Happy Birthday Timmie! x

2001: A Google Odyssey

2008 is far too depressing, so helpfully Google - in honour of their 10th birthday - have opened up their oldest search index, and they're letting everyone search the web in 2001.

The web was a lot more interesting in 2001, not least because sites like this had a bit of a buzz about them and weren't just dead, rotting HTML hulks resting idly at the bottom of the internet sea. Witness a 2001 search on "boinng" - http://www.google.com/search2001/search?hl=en&q=boinng&start=0&sa=N - tantalising, isn't it..

Working nine-to-pie

It's a bad time to be unemployed, but cheer up - the job of a lifetime is about to be advertised. Yes, twelve lucky people are about to employed to eat pies.

A pie company (up north somewhere) wants to employ a panel of pie tasters, to sample their latest produce and ensure its pie-like goodness. Presumably there are regular tea breaks, a good long lunch break, and a pie chart to complete at the end of the day, to confirm that you have, in fact, eaten all the pies.

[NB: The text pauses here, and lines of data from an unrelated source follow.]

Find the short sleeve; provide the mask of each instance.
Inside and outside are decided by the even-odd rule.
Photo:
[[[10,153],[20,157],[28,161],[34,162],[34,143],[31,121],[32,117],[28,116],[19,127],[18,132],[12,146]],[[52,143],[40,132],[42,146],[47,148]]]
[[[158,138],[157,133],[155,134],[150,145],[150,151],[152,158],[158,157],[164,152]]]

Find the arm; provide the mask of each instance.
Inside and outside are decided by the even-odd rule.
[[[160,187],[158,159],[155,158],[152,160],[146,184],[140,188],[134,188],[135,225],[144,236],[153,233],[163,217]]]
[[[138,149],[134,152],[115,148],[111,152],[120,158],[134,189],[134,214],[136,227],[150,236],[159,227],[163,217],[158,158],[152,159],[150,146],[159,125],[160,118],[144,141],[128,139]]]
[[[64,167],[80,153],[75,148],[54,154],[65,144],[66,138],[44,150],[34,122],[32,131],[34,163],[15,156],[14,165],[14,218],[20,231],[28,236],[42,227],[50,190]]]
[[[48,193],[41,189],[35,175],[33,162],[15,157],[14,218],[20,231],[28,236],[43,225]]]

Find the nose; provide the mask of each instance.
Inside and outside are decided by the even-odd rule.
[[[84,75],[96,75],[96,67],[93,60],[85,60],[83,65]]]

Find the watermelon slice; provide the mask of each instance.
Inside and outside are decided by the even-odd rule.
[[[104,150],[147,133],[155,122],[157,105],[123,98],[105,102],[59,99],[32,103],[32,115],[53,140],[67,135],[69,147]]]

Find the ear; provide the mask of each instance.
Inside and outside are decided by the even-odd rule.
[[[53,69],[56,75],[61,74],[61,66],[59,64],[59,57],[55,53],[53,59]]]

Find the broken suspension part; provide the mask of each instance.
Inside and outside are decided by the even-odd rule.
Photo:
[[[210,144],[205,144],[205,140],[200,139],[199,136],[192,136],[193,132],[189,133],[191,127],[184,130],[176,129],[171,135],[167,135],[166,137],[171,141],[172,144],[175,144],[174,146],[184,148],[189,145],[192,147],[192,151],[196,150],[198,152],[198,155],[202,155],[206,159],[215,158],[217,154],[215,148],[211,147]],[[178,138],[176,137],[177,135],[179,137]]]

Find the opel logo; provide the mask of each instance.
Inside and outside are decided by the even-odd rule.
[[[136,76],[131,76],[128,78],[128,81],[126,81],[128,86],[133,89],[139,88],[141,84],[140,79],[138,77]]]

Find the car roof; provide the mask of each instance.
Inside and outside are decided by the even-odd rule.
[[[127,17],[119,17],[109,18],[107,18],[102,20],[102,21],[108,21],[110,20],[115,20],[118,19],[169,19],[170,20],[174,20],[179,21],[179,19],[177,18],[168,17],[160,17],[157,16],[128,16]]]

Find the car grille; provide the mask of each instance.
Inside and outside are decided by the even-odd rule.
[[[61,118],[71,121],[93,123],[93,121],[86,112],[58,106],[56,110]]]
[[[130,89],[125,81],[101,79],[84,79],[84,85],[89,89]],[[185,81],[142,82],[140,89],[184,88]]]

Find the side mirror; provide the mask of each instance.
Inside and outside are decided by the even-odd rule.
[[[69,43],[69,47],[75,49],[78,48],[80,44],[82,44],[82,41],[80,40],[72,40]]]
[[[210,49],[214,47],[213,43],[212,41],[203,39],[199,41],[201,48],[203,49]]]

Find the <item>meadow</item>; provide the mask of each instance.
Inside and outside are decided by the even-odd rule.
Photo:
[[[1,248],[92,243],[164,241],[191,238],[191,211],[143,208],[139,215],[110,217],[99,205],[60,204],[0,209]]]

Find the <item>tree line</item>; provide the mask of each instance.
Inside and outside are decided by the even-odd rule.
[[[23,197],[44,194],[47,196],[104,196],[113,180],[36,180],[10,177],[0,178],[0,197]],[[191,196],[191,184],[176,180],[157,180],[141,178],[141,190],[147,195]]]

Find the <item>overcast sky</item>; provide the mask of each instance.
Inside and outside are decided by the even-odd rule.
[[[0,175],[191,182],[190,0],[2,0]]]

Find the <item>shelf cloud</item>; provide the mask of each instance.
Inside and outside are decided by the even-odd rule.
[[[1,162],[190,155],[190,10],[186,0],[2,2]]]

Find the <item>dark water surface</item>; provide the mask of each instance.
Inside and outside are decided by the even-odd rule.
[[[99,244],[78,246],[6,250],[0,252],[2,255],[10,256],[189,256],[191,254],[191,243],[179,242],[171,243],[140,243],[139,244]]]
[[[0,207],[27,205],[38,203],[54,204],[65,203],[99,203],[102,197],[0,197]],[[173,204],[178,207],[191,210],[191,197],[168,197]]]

Okay, so it's voluntary and not really a paid job at all - but a man can dream, damn you. More pie news at the PIE.

Obligatory, waste of time "end of the world" article

I'd like to join everyone else in posting some completely worthless drivel about it being the end of the world today, ha ha ha, because they're switching on that big doughnut thing under Switzerland and it's completely hilarious.

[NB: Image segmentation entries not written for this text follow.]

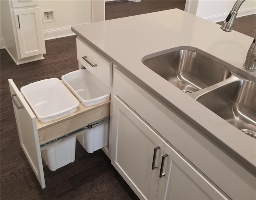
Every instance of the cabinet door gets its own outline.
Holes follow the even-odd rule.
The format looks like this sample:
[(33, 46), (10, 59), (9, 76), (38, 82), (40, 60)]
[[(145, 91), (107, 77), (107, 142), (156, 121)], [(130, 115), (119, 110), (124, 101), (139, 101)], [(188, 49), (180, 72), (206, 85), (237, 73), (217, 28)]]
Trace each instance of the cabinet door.
[(44, 188), (45, 182), (36, 116), (12, 80), (9, 79), (8, 81), (13, 98), (20, 146), (42, 188)]
[(158, 174), (162, 177), (157, 199), (227, 199), (168, 143)]
[(118, 97), (112, 103), (111, 163), (140, 199), (155, 199), (165, 141)]
[(20, 58), (45, 53), (39, 8), (18, 10), (14, 12)]

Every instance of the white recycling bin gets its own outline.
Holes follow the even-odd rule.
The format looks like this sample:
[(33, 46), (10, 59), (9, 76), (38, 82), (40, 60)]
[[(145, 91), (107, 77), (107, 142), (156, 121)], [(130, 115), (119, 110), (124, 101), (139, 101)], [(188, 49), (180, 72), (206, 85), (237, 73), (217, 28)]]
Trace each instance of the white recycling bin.
[[(109, 101), (109, 88), (84, 69), (62, 77), (63, 83), (84, 106), (91, 106)], [(92, 153), (108, 144), (109, 123), (105, 123), (85, 131), (76, 136), (79, 143), (89, 153)]]

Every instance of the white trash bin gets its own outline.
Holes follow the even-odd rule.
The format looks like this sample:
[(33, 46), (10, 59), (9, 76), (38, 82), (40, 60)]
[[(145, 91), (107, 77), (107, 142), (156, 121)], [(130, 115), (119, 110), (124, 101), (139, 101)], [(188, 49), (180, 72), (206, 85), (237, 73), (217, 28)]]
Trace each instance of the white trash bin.
[[(84, 69), (63, 75), (63, 83), (85, 106), (91, 106), (110, 99), (110, 89)], [(92, 153), (108, 144), (109, 123), (85, 131), (76, 136), (88, 153)]]
[(76, 158), (76, 137), (41, 151), (42, 157), (52, 171), (73, 162)]
[(88, 153), (107, 146), (109, 140), (109, 122), (99, 125), (76, 136), (76, 139)]
[(38, 119), (48, 122), (75, 112), (79, 102), (57, 78), (45, 79), (20, 88)]
[[(22, 87), (21, 92), (38, 120), (48, 122), (75, 112), (79, 102), (57, 78), (35, 82)], [(41, 151), (52, 171), (75, 160), (76, 137)]]
[(63, 75), (63, 83), (85, 106), (109, 100), (110, 89), (86, 69)]

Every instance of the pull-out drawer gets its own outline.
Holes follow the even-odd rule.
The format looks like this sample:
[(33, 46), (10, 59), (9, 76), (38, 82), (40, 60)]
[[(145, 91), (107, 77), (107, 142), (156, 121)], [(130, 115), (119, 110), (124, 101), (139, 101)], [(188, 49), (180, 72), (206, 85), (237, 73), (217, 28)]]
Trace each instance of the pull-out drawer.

I do this in the full understanding that actually they're only spinning the wheels on the LHC today, and they won't actually be colliding anything, opening any black holes, or doing anything remotely universe-stopping for at least another fortnight or so, if not far longer, thus rendering the whole fascination with today's event completely pointless.

Big bang FTW!

Rentawho? Worzel why?

For some reason someone is bothering to bring back Rentaghost and Worzel Gummidge. It's not that I have anything against these programmes although I never watched Rentaghost and didn't really like Worzel Gummidge, I'm just not sure what the point is? I mean, the nation isn't exactly crying out for Rentaghost and Worzel Gummidge. Gordon Brown isn't sat at 10 Downing Street thinking if only there was some way to bring back Rentaghost and Worzel Gummidge - now that'll solve the credit crunch.

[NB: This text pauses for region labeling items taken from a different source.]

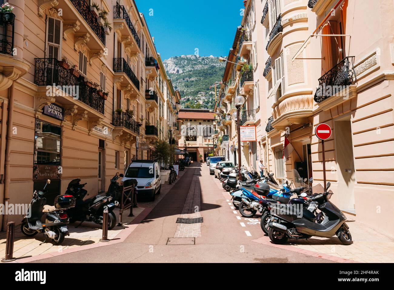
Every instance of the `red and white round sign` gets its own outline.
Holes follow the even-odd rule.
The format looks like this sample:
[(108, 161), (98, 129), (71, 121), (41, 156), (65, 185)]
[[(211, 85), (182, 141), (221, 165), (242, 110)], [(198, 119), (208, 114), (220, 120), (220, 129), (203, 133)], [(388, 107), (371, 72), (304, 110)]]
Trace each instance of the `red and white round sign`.
[(315, 134), (321, 140), (327, 140), (331, 137), (331, 128), (324, 123), (318, 125), (315, 129)]

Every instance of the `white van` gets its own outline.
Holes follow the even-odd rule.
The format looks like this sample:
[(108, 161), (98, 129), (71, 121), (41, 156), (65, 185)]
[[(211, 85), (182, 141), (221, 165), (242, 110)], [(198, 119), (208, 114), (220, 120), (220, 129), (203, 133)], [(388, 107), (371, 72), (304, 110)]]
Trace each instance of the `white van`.
[(160, 178), (160, 167), (153, 160), (133, 160), (127, 168), (124, 181), (128, 179), (135, 179), (137, 185), (137, 193), (150, 197), (151, 201), (154, 200), (156, 194), (160, 194), (161, 189)]

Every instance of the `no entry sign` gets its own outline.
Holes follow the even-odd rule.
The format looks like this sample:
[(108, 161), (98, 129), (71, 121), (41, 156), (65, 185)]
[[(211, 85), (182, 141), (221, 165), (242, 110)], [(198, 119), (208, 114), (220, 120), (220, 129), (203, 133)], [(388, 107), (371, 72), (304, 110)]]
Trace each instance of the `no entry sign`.
[(332, 133), (330, 126), (323, 123), (316, 126), (315, 129), (316, 136), (321, 140), (327, 140), (331, 137)]

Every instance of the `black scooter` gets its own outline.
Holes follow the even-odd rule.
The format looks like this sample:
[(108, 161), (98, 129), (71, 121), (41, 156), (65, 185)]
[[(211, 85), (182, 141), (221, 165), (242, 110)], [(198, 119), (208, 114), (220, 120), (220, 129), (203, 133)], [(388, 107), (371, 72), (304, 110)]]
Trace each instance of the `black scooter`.
[(66, 194), (74, 196), (76, 200), (75, 207), (67, 211), (70, 217), (70, 221), (73, 223), (80, 221), (81, 223), (77, 226), (85, 221), (102, 225), (103, 213), (104, 207), (106, 206), (108, 211), (108, 229), (113, 228), (116, 225), (116, 216), (113, 213), (113, 210), (118, 205), (118, 202), (111, 202), (113, 197), (110, 191), (107, 192), (104, 196), (97, 195), (84, 200), (87, 193), (87, 191), (83, 188), (86, 183), (81, 184), (79, 178), (71, 180), (66, 191)]
[(289, 238), (309, 238), (313, 236), (330, 238), (336, 235), (344, 245), (350, 245), (352, 242), (349, 227), (345, 222), (346, 216), (339, 208), (329, 201), (333, 194), (331, 190), (327, 191), (331, 183), (327, 183), (327, 189), (323, 193), (310, 196), (312, 200), (317, 202), (318, 208), (325, 215), (320, 223), (315, 222), (314, 215), (309, 214), (307, 209), (304, 209), (302, 217), (291, 213), (292, 209), (281, 208), (280, 206), (290, 207), (289, 205), (271, 204), (269, 208), (273, 217), (269, 223), (268, 236), (274, 243), (283, 244)]
[(69, 236), (67, 225), (69, 222), (64, 211), (75, 206), (75, 198), (69, 195), (59, 195), (55, 198), (54, 206), (48, 206), (44, 197), (46, 185), (50, 183), (48, 179), (42, 191), (34, 191), (33, 198), (29, 206), (28, 215), (22, 221), (20, 230), (28, 237), (38, 233), (51, 239), (56, 245), (61, 243), (65, 236)]

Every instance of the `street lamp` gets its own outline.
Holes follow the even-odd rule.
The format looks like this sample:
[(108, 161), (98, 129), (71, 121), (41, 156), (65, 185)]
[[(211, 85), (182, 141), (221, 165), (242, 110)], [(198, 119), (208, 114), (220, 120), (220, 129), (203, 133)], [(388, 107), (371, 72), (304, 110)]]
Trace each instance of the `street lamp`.
[(234, 104), (237, 110), (232, 113), (233, 118), (235, 119), (234, 115), (236, 114), (237, 119), (237, 135), (238, 137), (238, 149), (237, 153), (238, 153), (238, 176), (239, 180), (242, 180), (242, 175), (241, 174), (241, 132), (240, 123), (240, 110), (241, 107), (243, 105), (245, 99), (242, 96), (238, 95), (235, 97), (234, 99)]

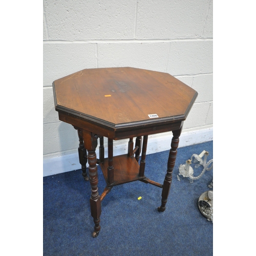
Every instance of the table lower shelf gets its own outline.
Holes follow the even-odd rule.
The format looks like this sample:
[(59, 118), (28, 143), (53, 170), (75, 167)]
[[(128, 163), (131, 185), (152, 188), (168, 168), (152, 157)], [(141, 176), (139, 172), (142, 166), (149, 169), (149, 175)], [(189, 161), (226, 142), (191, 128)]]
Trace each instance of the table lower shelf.
[(99, 164), (108, 185), (115, 186), (145, 178), (145, 176), (139, 176), (139, 164), (134, 157), (129, 157), (127, 154), (113, 157), (114, 183), (111, 184), (110, 184), (108, 181), (109, 159), (105, 158), (104, 162), (99, 163)]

One word to the people who have brought the rights, Youtube!

Google goes Chrome

Google's motto is "don't be evil". It's a mantra that's served them quite well over the last ten years, as they've moved at a meteoric rate from being mere upstarts in the search engine business (then dominated by the likes of Yahoo, Lycos, and Altavista) into the nearest thing the internet has to a God. Of course, the bigger they get, the harder it is for them to not be seen as evil by default. Power corrupts, after all - and the idea of a single company controlling, however benevolently, so much of what we do online seems inherently... creepy. They already direct most people to most parts of the internet, they've taken on email, advertising, mapping, and later this year they'll start to infiltrate mobile phones with their Android operating system (a competitor to the likes of Symbian, Windows Mobile, and of course the Iphone). These days, every new inch of Google growth tends to set a few more alarm bells ringing. Imagine if Google bought Facebook - the sales of tin foil hats would double overnight.

Dear Diary-X

Remember Diary-X, the ill-fated journalling site? Back in the day it had many thousands of users, all enjoying a slightly more enlightened diary experience than could be found on the likes of blogger and elsewhere - but then one day in 2006, Stephen Deken, DX's webmaster, had the horrible job of announcing that everything had been lost, in one catastrophic disk crash.

God uses Firefox

It's not new news, but just in case anyone missed it, it seems that the lord God almighty has switched to Firefox. Although God was previously believed to be browser neutral, evidence from the hubble telescope suggests that Firefox has now been installed as His browser of choice. A star previously known as V838 Monocerotis has been positively identified as the Firefox desktop icon (see pic), leading observers to question what other desktop features may be present in the universe.